Data Protection and Trust Boundaries in AI Environments
The constant interaction between artificial intelligence systems and large volumes of sensitive data creates new security perimeters that require continuous and rigorous monitoring. Falhas in validating data inputs or insufficient access controls can lead not only to the leakage of confidential information, but also to the manipulation of the behavior of automated models, a risk known as “prompt injection”. Although these risks are mapped into traditional Owasp categories, such as breach of access control and fault injection, their scale of impact is amplified in environments that massively process data to train and operate language models.
Therefore, organizations must establish very well-defined trust boundaries when integrating AI tools with external APIs and corporate databases. Continuous monitoring of the origin of each component used in the software lifecycle, including model training datasets, is the only way to ensure that vulnerabilities are not inherited and exploited. With complete visibility into the makeup of their applications, companies remain vulnerable to attacks that exploit the trust placed in technology vendors and AI components, making traceability a fundamental pillar of modern security.
Full software supply chain visibility
Ensuring security in today’s technology landscape requires companies to maintain a detailed and up-to-date inventory of all software artifacts in use, which includes not only code libraries but also AI models, datasets, and containers.
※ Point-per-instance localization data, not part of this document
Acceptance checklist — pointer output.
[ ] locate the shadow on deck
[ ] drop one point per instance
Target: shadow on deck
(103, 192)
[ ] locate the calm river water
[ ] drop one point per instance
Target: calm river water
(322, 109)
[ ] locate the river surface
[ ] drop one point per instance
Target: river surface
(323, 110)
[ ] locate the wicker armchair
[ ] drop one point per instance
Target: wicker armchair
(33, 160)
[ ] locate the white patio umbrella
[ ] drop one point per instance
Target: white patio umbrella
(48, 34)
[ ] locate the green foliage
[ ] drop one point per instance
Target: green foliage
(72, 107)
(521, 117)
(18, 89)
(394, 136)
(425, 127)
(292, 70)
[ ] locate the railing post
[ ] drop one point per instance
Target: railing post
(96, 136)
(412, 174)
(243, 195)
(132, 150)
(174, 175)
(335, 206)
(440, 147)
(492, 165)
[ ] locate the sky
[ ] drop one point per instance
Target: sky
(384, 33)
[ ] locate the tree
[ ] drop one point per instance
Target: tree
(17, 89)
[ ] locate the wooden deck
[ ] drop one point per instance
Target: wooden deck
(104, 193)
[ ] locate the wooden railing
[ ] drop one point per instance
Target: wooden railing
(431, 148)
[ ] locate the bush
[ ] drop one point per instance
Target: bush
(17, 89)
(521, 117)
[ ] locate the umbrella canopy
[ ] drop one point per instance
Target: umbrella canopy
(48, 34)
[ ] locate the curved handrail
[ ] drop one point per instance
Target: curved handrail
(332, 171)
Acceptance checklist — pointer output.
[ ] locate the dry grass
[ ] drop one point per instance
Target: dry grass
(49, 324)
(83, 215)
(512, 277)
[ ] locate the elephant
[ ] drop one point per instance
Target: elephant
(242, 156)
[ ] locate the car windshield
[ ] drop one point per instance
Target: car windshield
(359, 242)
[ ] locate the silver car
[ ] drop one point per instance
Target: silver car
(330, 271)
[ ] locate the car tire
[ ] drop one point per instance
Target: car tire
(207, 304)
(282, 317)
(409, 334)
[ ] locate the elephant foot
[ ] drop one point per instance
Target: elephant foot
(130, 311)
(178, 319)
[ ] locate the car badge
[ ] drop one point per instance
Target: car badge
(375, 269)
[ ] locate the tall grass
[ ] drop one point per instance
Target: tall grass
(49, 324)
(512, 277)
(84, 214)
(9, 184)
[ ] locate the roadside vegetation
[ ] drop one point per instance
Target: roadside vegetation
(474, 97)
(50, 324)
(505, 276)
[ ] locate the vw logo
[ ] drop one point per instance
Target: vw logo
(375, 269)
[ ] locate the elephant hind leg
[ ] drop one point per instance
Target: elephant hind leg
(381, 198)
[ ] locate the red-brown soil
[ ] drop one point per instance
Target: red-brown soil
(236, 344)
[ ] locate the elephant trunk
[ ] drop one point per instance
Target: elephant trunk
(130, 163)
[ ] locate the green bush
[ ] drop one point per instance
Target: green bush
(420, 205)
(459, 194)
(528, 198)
The ability to quickly identify malicious packages, outdated dependencies, or insecure configurations before they become production incidents is the key competitive differentiator for digitally resilient organizations. Manter transparency about the origin and quality of each component used, through a Software Bill of Materials (SBOM), strengthens the security posture and protects the brand’s reputation in a global market increasingly aware of cyber risks.
Integrated collaboration between security and development
The era of modern software development no longer allows for isolation between security teams and engineering teams. Integrated collaboration, known as DevSecOps, and the use of data intelligence to monitor emerging threats are key to addressing the complex challenges listed by Owasp.